番外編3 地震雷火事王妃

― 王国歴1028年 秋


― サンレオナール王宮 王妃の居室



 ある秋の夜、ミラ王妃は侍女に湯浴みをするようにと口を酸っぱくして説得されていた。


「最近すっかりお腹も大きくなって、入浴するのも一苦労よ。この季節、汗をかくわけでもないのだし……」


「王妃さま、今晩は陛下がお成りですから湯を浴びられないなんていけません」


「ほぇーい」


「ほぇーい、じゃございません。今からご入浴を億劫がってどうなさるのです? これからお腹は益々大きくなられますわよ?」


「分かっているわ」


「それに王妃さま、陛下がお出での夜に湯浴みをされなかったなどとレベッカさんに知られると、明日の朝は王妃さまと私二人揃って大目玉でございます」


「言わなければバレないわよ」


「レベッカさんに問い詰められて、私たちしらを切り通せるわけがございません」


 レベッカは小さい子供がいるので王都の自宅から通っており、日中しか勤めていないのだ。

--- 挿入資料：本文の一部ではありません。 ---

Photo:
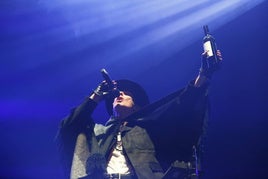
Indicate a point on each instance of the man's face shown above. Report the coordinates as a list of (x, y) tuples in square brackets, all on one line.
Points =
[(124, 100)]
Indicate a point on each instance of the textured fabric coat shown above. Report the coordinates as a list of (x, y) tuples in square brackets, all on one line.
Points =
[(154, 137)]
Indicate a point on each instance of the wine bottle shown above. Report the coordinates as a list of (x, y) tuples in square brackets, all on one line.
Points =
[(210, 47)]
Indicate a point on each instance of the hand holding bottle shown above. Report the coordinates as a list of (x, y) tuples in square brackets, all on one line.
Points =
[(211, 58)]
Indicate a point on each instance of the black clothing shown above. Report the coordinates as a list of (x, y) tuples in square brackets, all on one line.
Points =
[(154, 137)]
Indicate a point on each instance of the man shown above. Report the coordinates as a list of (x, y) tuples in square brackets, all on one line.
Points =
[(140, 140)]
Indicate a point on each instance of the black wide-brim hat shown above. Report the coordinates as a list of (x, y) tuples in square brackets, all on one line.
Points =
[(138, 94)]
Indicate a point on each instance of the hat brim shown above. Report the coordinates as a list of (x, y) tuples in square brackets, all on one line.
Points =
[(138, 94)]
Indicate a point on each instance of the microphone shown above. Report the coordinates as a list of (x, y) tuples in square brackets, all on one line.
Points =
[(107, 78)]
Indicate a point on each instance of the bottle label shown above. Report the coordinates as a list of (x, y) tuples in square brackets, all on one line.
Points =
[(208, 48)]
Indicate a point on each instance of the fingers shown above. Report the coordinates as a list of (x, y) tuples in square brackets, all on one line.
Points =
[(219, 54), (205, 53)]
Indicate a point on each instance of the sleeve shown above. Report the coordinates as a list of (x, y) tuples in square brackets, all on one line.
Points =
[(77, 122)]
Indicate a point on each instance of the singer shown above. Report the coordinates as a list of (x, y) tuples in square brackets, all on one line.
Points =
[(140, 140)]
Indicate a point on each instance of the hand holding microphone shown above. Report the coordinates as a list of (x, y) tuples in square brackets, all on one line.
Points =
[(107, 88)]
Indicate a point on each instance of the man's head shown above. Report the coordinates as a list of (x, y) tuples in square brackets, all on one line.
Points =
[(132, 97)]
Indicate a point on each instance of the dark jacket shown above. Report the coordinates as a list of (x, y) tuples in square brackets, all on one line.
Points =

 ミラも三人目の妊娠であるから前回の経験から、もうすぐ臨月を迎えるにあたって一回りも二回りもお腹が大きくなることは予想できた。最初の懐妊時は少々神経質にもなったが(ミラ自身でなくレベッカ等周りの人間がである)二回目以降は割と余裕を持って出産に臨めている。第一子が王子だったということもある。

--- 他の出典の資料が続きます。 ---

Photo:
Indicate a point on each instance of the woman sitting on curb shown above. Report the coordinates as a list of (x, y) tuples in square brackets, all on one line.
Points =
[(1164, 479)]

 ミラは結局観念して湯浴みも終え、寝衣に着替えてくつろいでいた。


「それにしても陛下は遅いわね。まあしょうがないわ。今朝はエティエンと三人でアメリの見舞いにも行ったし、そうでなくても最近は執務が溜まっているようだし」




 国王はそれでもミラがまだ起きているうちにやって来た。


「ミラ、遅くなってごめん。いいよ、座ったままで」


 彼は長椅子に座っているミラの唇に軽く口付けて彼女の隣に座る。


「無理せず起きていないで先に休んでいても良かったのに」


「昼寝をしたので目が冴えてしまっていて。執務お疲れさま、ゲイブ」


 ミラは国王と二人きりの時や家族だけの時は彼のことをゲイブと愛称で呼んで言葉遣いも少々くだけたものになる。彼女は立ち上がり国王に蒸留酒を注いだグラスを渡した。


「ありがとう。でも酒くらい自分で注げるよ」


「いいのです。あまり動かずにゴロゴロしてばかりいると難産になると脅されているのよ(でも入浴は面倒だけど)」


 ミラは長椅子の国王の隣に座った。


「ゲイブ、聞きたいことがあります」


「何?」


「貴方、側妃をめとろうとお思いなの?」


「ブハッ……そんなわけは……いや……ミ、ミラどうしてそれを?」


 国王はチビチビと飲んでいた蒸留酒にむせた。


「ただ何となくよ。今まで妃はずっと私だけでしたけど、ゲイブは本当にそれで良かったのかな、なんて思って。私には反対する権利もございませんし、側妃に入られる方をいじめるなんていたしませんわよ」


「そ、それは、分かっている。いや、そういう問題ではなくて……」


 国王の慌てぶりを見てどう思ったのか、ミラは真面目な顔で続けた。


「側妃に据える女性方はきちんと選んでください、ゲイブ。見た目やあっちの相性が重要なのもそうですけれど……王位継承権を狙ってエティエンに毒を盛ったり刺客を放ったり、暗殺を企てるような女どもはいくらなんでも私も認めるわけにはいきませんもの」


「それも、分かっている。ってそういう問題でもないし、どうして既に複数形!?」


「別に私はエティエンをどうしても次期国王にと申しているのではないのですよ。正妻腹か、脇腹か、何番目の王子かというのは、貴方や王国貴族院が決めることですものね」


(言葉遣いが丁寧過ぎて怖い! 妊娠しているせいで不安定になっているのか?)


「いや、そ、そんな……」


「側妃の方々とは仲良くお付き合いしていきたいのです、私も。でもいくら仲良くと申しましても、変な病気を貴方さまを介して彼女たちと分かち合うのは嫌ですからね」


「だから側妃は取らないって言っているじゃないか!」


「陛下もまだまだお若いのですし、別に私や実家のルクレール家にご遠慮なさらなくてもよろしいのですよ。特に私が嫁いできてからエティエン誕生までの数年間は周囲の進言にもかかわらず、妃は私だけで十分良くして頂きましたわ」


(ますます怖い……なんで俺はこんな状況に陥ってしまった!?)


「と、とりあえず今は心を落ち着けて、側妃問題など考えるべきじゃない。元気な子を産むことだけに専念しよう」


 国王はミラを恐る恐る優しく抱きしめた。


「そうね、さすがに眠くなってきたわ。そろそろ休みましょうか、ゲイブ」


 ミラは欠伸を噛み殺して国王の胸にもたれかかっている。実は彼女、怒っても拗ねてもいない。当時王太子だった国王に嫁いで来た時に、彼は何人も妃をめとるだろうというのは覚悟の上だったのだ。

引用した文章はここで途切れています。